The challenges of robot delivery (increased traffic, limited capacity, range, liability) for delivery paths requiring immediacy or variable delivery location would appear to make this option less viable than others available today. However, for scheduled deliveries or pickups to fixed locations at off-hours for example, robots may have a marketable purpose.
I’m actually a bit surprised at the pilot program’s success to date. I would think vehicular accidents, pedestrian injuries and outright theft would be just a few of the potential issues. The benefits are many, including labor cost extraction, variable delivery times, etc. If the track record is accurate, this may have “legs.”
Robots are already running many warehouses and it’s a natural next step to move into delivery.

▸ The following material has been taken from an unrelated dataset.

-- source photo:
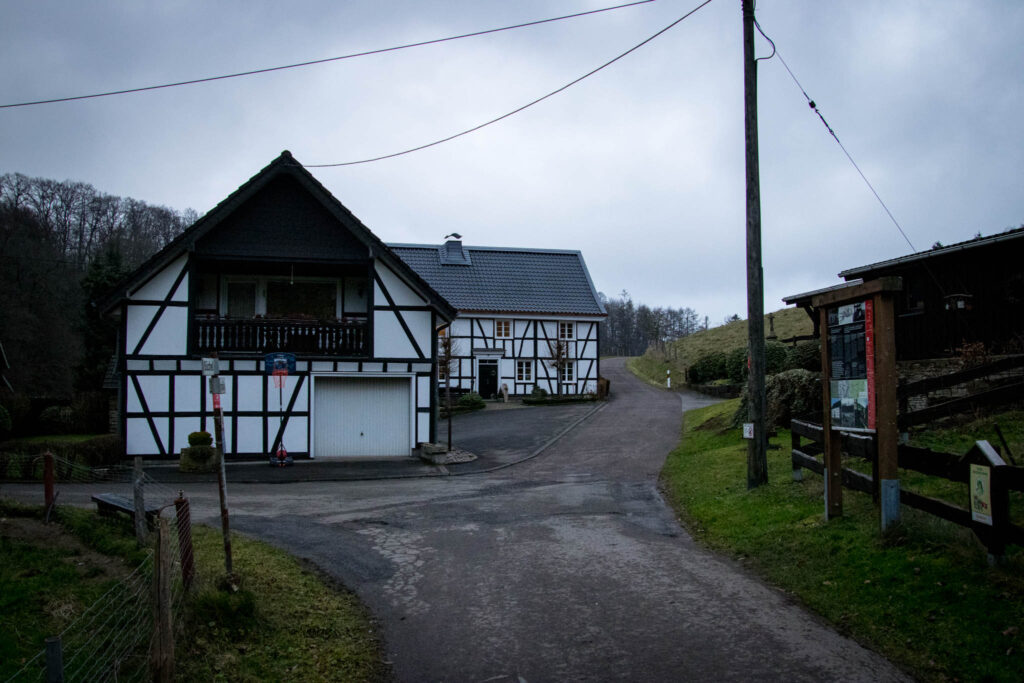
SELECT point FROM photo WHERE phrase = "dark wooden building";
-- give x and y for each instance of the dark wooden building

Just like everything else it will be driven by economics. Of course, safety and congestion issues will need to be addressed. The real trick will be giving the delivery bots an AI personality to interact with their clients.
Potential benefits are convenience and efficiency if done right, but there’s also quite a bit of risk involved (theft and the effect on traffic as it scales for example) at least in this early stage. This is still an early iteration of the model and I’m excited to see if and how it can be perfected over time.
With self-driving cars well along in development, delivery robots are a no-brainer. The concept, that is, execution is an entirely different issue. Even if the robot is competent, there are many questions about sharing lanes with pedestrians, cyclists and cars.